Privacy Policy

Raffair (“we”, “us”) is the data controller for the personal data described here. For any privacy question or to exercise your rights, contact us at support@raffair.co.uk.

We collect the following categories of personal data:

• Account data — your name, email address, date of birth (to confirm you are 18+), and password (stored only as a secure hash).
• Social login data — if you sign in with Facebook, Google, or Apple, we receive a unique account identifier and, where you allow it, your name and email address. We use this only to create or sign you into your Raffair account. We do not post to your social accounts or access your contacts or friends.
• Payment data — card payments are processed by Stripe. We do not store full card numbers; we hold a record of your transactions and payout details.
• Identity verification — for prize payouts and regulatory compliance we may verify your identity via Stripe Identity.
• Usage and device data — IP address, browser/device information, and activity logs used for security, fraud prevention, and improving the service.

We use your data to:

• create and secure your account and sign you in;
• process ticket purchases, run draws, and pay winners;
• verify age and identity and meet legal and anti-fraud obligations;
• support responsible-play tools such as limits and self-exclusion;
• communicate with you about your account and entries; and
• maintain, secure, and improve the platform.

Our lawful bases under UK GDPR are: performance of our contract with you, compliance with legal obligations, our legitimate interests in running a secure platform, and your consent where required (for example optional marketing).

We share data only as needed to run the service: with Stripe (payments and identity), our hosting and infrastructure providers, email delivery providers, and analytics/error- monitoring tools, and with authorities where the law requires. We do not sell your personal data.
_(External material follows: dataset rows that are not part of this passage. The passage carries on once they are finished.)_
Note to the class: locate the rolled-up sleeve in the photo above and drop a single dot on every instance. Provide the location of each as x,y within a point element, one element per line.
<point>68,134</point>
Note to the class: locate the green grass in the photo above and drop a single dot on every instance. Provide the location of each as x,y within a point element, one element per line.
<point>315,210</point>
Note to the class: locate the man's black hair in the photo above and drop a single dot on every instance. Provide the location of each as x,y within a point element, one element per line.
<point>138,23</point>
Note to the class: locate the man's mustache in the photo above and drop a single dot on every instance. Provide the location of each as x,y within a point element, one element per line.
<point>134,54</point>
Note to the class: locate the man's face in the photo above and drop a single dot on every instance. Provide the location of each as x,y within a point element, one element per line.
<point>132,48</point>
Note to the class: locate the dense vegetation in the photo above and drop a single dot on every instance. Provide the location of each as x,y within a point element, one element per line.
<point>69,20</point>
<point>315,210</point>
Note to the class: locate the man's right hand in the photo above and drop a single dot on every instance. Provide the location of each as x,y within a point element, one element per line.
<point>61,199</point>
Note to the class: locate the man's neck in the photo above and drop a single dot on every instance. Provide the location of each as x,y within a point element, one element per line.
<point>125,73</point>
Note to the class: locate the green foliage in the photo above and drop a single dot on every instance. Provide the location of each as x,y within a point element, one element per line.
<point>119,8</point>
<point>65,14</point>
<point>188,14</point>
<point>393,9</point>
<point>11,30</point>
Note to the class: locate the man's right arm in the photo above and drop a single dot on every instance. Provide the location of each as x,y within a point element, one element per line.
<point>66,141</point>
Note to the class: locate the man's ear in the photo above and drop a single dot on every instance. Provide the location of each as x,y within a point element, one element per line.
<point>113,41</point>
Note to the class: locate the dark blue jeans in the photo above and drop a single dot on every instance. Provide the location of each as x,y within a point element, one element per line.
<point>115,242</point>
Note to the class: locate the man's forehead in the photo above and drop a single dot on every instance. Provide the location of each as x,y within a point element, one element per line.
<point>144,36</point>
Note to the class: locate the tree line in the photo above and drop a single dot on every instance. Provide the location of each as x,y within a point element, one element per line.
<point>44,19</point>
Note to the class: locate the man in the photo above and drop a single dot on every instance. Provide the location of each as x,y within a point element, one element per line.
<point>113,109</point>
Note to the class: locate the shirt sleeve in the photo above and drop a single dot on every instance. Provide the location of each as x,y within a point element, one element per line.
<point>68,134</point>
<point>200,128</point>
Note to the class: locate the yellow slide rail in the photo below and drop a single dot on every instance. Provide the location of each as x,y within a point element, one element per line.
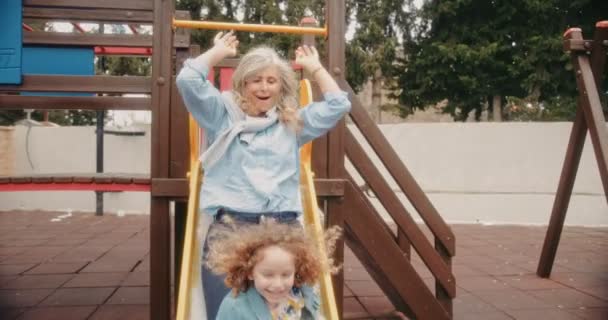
<point>312,218</point>
<point>190,275</point>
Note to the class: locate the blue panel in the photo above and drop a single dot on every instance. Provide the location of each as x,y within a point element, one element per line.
<point>10,41</point>
<point>60,61</point>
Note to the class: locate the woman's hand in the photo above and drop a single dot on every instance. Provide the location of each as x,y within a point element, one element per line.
<point>308,58</point>
<point>225,44</point>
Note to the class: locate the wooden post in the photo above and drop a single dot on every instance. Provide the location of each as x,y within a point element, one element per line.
<point>589,115</point>
<point>160,250</point>
<point>336,10</point>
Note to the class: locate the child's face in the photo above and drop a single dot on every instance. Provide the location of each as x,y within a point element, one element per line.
<point>262,91</point>
<point>273,276</point>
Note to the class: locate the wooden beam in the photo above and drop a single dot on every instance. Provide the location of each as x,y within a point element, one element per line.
<point>93,84</point>
<point>336,211</point>
<point>80,103</point>
<point>160,224</point>
<point>93,4</point>
<point>88,15</point>
<point>86,39</point>
<point>403,219</point>
<point>586,115</point>
<point>367,227</point>
<point>404,179</point>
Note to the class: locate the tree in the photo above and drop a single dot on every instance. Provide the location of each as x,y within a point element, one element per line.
<point>476,52</point>
<point>281,12</point>
<point>372,53</point>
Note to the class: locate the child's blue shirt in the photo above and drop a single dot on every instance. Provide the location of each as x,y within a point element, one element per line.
<point>261,174</point>
<point>250,305</point>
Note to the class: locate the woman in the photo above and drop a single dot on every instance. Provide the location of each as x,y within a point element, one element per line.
<point>254,133</point>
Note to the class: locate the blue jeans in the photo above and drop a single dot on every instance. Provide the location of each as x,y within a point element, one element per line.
<point>213,285</point>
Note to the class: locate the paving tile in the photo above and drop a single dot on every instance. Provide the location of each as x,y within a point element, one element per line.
<point>591,313</point>
<point>57,268</point>
<point>377,305</point>
<point>481,283</point>
<point>471,304</point>
<point>364,288</point>
<point>78,296</point>
<point>22,297</point>
<point>13,269</point>
<point>38,281</point>
<point>580,279</point>
<point>130,295</point>
<point>96,280</point>
<point>110,265</point>
<point>114,312</point>
<point>535,314</point>
<point>530,282</point>
<point>492,315</point>
<point>58,313</point>
<point>566,298</point>
<point>512,299</point>
<point>600,292</point>
<point>137,279</point>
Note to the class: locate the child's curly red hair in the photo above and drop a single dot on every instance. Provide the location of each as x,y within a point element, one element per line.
<point>235,249</point>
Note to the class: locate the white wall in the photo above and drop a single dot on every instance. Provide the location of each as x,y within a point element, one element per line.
<point>472,172</point>
<point>53,150</point>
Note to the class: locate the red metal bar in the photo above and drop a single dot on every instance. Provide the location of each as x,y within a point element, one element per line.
<point>109,187</point>
<point>226,79</point>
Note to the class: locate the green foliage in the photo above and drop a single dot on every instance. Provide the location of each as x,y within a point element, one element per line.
<point>277,12</point>
<point>554,109</point>
<point>375,44</point>
<point>471,50</point>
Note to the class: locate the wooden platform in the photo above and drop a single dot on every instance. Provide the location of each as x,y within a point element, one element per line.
<point>55,266</point>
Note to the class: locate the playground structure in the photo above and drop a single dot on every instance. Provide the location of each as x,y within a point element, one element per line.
<point>588,59</point>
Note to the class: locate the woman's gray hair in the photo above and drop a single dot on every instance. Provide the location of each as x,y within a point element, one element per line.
<point>255,61</point>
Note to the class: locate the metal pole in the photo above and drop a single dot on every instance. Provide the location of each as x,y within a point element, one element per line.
<point>99,161</point>
<point>248,27</point>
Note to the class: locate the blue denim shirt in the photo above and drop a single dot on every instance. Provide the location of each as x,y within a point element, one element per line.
<point>261,175</point>
<point>250,305</point>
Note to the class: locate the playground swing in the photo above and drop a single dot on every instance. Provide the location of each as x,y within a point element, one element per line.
<point>190,300</point>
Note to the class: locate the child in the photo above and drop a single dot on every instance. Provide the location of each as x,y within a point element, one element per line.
<point>270,268</point>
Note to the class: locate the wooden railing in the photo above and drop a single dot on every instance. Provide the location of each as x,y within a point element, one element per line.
<point>386,253</point>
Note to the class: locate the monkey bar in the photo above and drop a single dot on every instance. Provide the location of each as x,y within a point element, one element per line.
<point>191,24</point>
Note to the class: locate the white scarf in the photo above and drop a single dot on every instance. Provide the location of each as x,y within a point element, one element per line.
<point>242,124</point>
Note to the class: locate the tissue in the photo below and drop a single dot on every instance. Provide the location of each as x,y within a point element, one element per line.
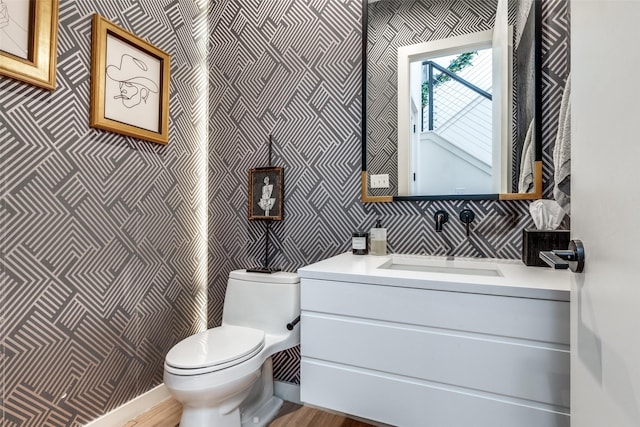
<point>546,214</point>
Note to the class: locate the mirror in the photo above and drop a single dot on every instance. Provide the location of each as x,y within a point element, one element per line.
<point>400,35</point>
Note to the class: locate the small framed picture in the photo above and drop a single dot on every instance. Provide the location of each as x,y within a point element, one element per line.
<point>265,193</point>
<point>129,84</point>
<point>28,34</point>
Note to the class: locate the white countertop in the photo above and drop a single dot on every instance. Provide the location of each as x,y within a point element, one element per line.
<point>515,279</point>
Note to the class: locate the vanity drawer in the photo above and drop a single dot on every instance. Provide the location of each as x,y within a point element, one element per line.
<point>472,361</point>
<point>397,401</point>
<point>529,319</point>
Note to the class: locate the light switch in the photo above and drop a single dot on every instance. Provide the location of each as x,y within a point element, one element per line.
<point>380,180</point>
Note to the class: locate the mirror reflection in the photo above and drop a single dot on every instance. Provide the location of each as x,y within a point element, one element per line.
<point>450,110</point>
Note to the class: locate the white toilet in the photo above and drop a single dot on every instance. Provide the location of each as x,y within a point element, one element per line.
<point>224,376</point>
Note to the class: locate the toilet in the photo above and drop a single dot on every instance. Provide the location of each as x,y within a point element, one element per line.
<point>224,376</point>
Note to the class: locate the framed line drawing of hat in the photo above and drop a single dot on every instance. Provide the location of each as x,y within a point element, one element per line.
<point>129,84</point>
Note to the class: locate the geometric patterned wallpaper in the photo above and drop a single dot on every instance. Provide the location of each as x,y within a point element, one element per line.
<point>103,237</point>
<point>292,69</point>
<point>112,247</point>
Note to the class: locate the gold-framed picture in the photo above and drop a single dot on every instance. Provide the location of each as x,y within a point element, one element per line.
<point>28,35</point>
<point>265,193</point>
<point>129,84</point>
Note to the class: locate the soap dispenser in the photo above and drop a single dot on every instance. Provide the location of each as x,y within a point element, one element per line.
<point>378,239</point>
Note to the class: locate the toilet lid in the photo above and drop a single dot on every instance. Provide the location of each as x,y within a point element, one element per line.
<point>216,348</point>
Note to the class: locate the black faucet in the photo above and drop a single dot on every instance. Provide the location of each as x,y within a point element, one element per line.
<point>441,217</point>
<point>466,216</point>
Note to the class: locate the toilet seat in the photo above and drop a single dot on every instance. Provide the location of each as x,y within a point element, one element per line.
<point>214,349</point>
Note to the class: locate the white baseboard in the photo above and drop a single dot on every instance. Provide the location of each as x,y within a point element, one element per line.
<point>141,404</point>
<point>287,391</point>
<point>130,410</point>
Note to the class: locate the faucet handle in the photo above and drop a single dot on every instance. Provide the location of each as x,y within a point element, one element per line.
<point>441,217</point>
<point>466,216</point>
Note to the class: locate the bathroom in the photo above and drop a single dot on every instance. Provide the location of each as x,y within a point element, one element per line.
<point>114,248</point>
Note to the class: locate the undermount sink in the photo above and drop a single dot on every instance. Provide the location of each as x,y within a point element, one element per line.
<point>448,265</point>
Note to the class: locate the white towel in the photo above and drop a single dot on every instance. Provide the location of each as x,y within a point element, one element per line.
<point>526,183</point>
<point>562,152</point>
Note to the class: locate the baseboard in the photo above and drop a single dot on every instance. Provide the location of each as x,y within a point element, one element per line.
<point>133,408</point>
<point>287,391</point>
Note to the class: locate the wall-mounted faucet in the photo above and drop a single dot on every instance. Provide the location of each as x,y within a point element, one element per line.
<point>466,216</point>
<point>441,217</point>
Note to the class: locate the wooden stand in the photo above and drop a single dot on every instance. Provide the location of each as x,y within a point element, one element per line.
<point>265,268</point>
We keep personal data only as long as necessary for the purposes above. Some records — completed transactions, payouts, identity checks, and self-exclusion requests — are retained for the periods required by law and regulation even after you close your account.

Under UK GDPR you can access, correct, or delete your data, object to or restrict certain processing, withdraw consent, and request portability. To exercise any right, email support@raffair.co.uk. You also have the right to complain to the Information Commissioner's Office (ICO).

You can request deletion of your account and personal data at any time, including data obtained via Facebook Login. See our data deletion instructions for how to do this.

We use cookies to keep you signed in and to understand usage. See our Cookie Policy for detail.